The objective function here defines a Markov random field (MRF) with boolean random variables and certain local statistics of nearest neighbours, either uniform if the target is a white image, or varying with location to produce an image. MRFs define Gibbs probability distributions, which you can sample from (which will already produce a good image here) or perform gradient ascent on to reach a local maxima. The negative log-likelihood of the MRF distribution is equal to the loss function of the original optimisation problem, so the maximum likelihood estimate (MLE) (there will often be multiple due to symmetry) of the MRF is the optimal solution(s) to the original problem. (But in general the MLE can look completely different to a sample.)
The statistics are 9th-order (of 3x3 blocks of pixels) but of a simple form which are hardly more expressive than 2nd-order nearest neighbour statistics (in terms of the different textures that they can reproduce) which are well known.

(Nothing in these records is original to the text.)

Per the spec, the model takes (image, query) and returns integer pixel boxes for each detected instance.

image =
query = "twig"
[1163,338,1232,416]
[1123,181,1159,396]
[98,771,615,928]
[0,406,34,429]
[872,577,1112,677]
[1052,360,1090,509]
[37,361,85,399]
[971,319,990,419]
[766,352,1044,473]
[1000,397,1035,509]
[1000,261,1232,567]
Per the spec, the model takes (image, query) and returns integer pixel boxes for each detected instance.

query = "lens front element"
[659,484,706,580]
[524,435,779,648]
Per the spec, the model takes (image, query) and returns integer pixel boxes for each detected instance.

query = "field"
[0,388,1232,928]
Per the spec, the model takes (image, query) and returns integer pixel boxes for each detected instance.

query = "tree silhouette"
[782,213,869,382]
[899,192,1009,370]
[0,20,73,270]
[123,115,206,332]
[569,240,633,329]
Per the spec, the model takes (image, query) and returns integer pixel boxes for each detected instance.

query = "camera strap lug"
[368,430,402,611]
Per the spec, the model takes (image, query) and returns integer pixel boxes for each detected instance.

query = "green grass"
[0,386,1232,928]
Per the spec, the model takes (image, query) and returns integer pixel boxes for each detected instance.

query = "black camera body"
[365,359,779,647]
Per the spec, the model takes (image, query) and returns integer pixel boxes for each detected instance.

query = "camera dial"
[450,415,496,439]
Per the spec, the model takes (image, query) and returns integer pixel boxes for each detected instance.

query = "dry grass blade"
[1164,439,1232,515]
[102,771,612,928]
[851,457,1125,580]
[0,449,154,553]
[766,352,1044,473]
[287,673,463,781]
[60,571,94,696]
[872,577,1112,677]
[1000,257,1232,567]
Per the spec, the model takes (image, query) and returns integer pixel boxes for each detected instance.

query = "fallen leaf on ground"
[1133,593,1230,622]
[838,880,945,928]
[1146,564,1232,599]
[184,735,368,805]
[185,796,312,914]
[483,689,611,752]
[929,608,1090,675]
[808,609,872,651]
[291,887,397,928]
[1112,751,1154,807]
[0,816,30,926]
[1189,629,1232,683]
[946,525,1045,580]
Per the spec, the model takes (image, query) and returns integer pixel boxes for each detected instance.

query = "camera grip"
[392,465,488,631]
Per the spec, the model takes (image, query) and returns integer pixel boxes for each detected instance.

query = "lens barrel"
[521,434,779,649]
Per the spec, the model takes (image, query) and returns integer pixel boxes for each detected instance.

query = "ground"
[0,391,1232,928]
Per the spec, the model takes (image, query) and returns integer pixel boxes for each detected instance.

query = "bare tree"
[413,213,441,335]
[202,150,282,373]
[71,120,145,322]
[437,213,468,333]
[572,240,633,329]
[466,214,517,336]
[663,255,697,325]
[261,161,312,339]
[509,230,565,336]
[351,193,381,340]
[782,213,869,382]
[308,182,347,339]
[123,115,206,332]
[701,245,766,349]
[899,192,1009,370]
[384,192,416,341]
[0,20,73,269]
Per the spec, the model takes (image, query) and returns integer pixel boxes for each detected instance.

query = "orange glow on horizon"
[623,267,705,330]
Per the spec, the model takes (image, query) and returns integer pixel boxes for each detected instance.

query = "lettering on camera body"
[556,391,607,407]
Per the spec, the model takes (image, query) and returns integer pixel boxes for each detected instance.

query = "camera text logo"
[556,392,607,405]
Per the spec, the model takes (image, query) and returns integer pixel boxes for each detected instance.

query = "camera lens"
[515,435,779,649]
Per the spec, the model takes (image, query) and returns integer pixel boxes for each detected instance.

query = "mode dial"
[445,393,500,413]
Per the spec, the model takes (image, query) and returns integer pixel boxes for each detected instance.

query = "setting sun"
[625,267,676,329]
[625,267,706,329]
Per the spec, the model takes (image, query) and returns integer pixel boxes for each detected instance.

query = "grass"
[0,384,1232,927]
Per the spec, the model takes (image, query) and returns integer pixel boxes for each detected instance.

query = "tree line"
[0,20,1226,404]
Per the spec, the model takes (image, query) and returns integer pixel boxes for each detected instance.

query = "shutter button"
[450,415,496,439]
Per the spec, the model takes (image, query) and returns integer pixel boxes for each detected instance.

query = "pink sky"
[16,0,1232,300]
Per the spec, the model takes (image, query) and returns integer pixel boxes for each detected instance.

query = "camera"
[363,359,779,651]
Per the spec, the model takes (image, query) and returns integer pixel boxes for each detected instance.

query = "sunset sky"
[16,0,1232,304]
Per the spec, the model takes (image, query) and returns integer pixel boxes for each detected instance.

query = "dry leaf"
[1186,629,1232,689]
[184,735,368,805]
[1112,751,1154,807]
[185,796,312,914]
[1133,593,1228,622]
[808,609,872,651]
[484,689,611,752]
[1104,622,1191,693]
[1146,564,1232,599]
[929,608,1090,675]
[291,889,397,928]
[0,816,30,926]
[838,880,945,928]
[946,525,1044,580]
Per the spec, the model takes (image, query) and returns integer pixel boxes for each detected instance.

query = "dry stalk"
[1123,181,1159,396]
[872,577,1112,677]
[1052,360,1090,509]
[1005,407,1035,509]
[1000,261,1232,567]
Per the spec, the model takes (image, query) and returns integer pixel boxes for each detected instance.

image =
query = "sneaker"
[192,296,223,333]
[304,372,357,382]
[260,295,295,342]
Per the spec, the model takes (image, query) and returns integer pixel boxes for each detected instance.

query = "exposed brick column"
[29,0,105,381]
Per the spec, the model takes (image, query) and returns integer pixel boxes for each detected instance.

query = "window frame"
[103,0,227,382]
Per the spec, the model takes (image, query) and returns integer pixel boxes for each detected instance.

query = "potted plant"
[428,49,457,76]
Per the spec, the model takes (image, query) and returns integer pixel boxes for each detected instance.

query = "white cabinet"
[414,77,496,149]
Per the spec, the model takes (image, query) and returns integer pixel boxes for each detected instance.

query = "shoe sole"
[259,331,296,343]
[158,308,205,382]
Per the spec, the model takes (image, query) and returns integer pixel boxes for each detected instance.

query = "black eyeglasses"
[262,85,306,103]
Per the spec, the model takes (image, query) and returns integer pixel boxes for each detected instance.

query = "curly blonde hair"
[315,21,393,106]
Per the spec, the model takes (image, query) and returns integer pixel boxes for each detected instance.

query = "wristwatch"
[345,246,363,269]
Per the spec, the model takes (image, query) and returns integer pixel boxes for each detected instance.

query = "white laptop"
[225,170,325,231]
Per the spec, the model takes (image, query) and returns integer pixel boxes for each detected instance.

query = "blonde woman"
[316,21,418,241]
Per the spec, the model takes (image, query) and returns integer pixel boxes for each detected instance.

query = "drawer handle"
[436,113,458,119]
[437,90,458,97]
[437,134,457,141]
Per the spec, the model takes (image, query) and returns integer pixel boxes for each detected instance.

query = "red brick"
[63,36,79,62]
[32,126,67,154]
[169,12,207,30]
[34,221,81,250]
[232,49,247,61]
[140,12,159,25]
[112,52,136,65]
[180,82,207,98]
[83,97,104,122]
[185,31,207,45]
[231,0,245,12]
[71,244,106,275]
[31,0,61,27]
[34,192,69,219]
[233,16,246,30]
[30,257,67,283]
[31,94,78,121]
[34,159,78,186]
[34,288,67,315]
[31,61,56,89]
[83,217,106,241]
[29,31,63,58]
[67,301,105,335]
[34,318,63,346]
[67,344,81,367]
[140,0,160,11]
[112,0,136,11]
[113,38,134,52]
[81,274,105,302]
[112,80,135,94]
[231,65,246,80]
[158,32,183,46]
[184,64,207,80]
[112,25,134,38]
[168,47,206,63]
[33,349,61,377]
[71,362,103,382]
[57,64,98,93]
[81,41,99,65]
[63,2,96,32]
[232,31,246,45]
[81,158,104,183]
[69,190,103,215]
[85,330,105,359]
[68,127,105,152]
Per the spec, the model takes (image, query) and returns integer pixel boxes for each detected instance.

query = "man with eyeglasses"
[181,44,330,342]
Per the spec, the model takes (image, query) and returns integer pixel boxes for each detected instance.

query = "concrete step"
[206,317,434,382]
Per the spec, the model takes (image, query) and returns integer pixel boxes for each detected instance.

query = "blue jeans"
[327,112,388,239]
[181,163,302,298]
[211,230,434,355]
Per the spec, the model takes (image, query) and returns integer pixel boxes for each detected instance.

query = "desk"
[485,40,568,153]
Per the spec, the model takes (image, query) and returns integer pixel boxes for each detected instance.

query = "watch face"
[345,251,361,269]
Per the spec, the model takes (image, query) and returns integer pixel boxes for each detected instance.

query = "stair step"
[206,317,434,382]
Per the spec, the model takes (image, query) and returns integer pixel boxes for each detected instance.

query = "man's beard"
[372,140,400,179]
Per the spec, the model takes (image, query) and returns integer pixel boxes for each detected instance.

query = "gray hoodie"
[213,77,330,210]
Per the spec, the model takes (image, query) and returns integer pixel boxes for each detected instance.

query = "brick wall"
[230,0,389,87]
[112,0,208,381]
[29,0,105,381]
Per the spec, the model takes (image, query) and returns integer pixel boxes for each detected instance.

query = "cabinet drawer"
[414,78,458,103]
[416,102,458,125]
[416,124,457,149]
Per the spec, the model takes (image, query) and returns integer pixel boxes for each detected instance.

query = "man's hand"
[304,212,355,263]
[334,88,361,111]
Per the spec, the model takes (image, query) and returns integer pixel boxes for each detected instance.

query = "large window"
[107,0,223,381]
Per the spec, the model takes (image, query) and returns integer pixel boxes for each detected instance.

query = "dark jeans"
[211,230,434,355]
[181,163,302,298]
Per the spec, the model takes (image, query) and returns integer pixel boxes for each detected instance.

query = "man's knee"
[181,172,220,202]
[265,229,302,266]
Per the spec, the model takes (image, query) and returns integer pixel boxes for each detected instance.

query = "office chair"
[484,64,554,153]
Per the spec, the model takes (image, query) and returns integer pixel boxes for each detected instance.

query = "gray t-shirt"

In the approximate case where you only care about the average value of each pixel I think it would collapse to 2nd-order. Texture synthesis with MRFs with local statistics is discretized (in space) Turing reaction-diffusion. I did my PhD on this topic.
Probably the most influential early paper on this kind of simple texture model, where you will see similar patterns, is:
Cross & Jain, 1983, PAMI, Markov Random Field Texture Models
Anything you’ve found to be additionally interesting or curious along this path or different but somewhat related?
Are you still working on this topic or other things now?